2022 nonfiction book written by Laura Bates

Fix the System, Not the Women is a 2022 book by British feminist writer and activist Laura Bates. It critically examines systemic gender inequality across five key societal institutions—education, politics, media, policing, and criminal justice—and calls for structural reforms to address these issues rather than placing the burden on women to adapt.

==Overview==
Laura Bates argues that societal structures perpetuate gender-based injustices by failing to accommodate women equitably. The book explores how entrenched biases in institutions contribute to discrimination and violence against women. Bates combines personal anecdotes, real-life stories from contributors to her Everyday Sexism Project, and statistical evidence to highlight these systemic failures.

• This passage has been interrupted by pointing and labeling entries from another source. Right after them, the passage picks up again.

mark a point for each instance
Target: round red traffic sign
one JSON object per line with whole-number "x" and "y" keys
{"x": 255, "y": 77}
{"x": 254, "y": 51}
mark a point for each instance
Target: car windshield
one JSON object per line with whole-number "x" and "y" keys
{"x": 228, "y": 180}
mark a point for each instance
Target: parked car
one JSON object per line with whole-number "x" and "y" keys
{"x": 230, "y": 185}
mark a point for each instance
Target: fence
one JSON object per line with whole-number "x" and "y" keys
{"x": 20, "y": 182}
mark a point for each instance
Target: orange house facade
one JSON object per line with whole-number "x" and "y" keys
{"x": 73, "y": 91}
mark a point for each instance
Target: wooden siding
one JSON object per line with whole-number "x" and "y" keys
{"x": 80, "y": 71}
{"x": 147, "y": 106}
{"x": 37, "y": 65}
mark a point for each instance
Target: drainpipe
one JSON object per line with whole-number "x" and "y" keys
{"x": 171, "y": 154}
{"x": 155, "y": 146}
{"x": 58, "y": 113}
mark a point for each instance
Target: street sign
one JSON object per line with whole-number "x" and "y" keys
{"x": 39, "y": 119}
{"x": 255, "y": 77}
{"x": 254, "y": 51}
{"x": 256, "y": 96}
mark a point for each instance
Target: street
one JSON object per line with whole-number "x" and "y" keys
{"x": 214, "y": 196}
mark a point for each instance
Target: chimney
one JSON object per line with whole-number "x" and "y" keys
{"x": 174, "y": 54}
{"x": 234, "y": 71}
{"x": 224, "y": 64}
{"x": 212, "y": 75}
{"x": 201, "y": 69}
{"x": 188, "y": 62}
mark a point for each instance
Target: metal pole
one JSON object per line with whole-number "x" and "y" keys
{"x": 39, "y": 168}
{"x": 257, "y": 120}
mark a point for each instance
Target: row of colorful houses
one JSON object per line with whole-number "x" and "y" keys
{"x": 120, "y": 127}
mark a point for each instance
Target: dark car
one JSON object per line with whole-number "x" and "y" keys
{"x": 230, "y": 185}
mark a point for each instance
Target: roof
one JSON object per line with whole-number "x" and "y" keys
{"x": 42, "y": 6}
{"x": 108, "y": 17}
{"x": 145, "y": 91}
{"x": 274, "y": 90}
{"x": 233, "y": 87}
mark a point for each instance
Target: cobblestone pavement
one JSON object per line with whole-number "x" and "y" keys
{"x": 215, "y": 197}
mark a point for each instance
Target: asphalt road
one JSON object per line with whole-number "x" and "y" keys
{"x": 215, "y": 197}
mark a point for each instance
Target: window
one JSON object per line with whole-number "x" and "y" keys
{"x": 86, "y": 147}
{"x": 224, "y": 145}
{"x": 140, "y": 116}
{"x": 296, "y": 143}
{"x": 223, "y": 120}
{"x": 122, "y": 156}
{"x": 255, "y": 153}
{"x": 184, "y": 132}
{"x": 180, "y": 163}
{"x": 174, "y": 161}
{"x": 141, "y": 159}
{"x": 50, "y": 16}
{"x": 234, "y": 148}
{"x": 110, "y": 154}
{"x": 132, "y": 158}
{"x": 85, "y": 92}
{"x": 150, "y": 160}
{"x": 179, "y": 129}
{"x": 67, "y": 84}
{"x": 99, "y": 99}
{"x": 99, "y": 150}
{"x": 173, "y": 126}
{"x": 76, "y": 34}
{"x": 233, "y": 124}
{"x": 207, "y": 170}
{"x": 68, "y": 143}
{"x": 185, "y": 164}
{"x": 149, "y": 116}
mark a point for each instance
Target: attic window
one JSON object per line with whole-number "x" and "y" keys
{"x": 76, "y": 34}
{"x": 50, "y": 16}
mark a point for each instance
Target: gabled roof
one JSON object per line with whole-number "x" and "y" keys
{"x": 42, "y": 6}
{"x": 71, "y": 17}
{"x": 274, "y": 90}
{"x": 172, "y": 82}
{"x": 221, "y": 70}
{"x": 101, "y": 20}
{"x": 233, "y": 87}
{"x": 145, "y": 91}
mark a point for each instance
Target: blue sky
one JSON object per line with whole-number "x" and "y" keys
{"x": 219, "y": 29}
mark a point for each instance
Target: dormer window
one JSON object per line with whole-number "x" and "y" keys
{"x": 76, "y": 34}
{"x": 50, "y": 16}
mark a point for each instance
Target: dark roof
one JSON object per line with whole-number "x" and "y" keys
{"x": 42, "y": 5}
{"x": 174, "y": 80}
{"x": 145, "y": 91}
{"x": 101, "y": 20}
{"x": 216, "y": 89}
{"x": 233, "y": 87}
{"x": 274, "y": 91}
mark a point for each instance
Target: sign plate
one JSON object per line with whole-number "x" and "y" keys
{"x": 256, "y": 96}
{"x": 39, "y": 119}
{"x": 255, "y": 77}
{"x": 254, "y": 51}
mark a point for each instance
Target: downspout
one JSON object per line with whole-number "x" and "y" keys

Bates critiques systemic sexism in education, politics, media, policing, and criminal justice. She illustrates how these institutions fail to protect or empower women, often exacerbating inequality. The book challenges societal tendencies to blame women for their own victimization—whether for walking home alone or not demanding equal opportunities—and emphasizes the need for systemic accountability. Bates also addresses how gender inequality intersects with other forms of discrimination, such as race and class.

==Critical reception==
The Observer described it as "an astute and persuasive page-turner", while the Sunday Times called it "powerful" in summarizing the injustices women face. Dr. Pragya Agarwal highlighted its optimism and urgency, describing it as "a blistering manifesto for change".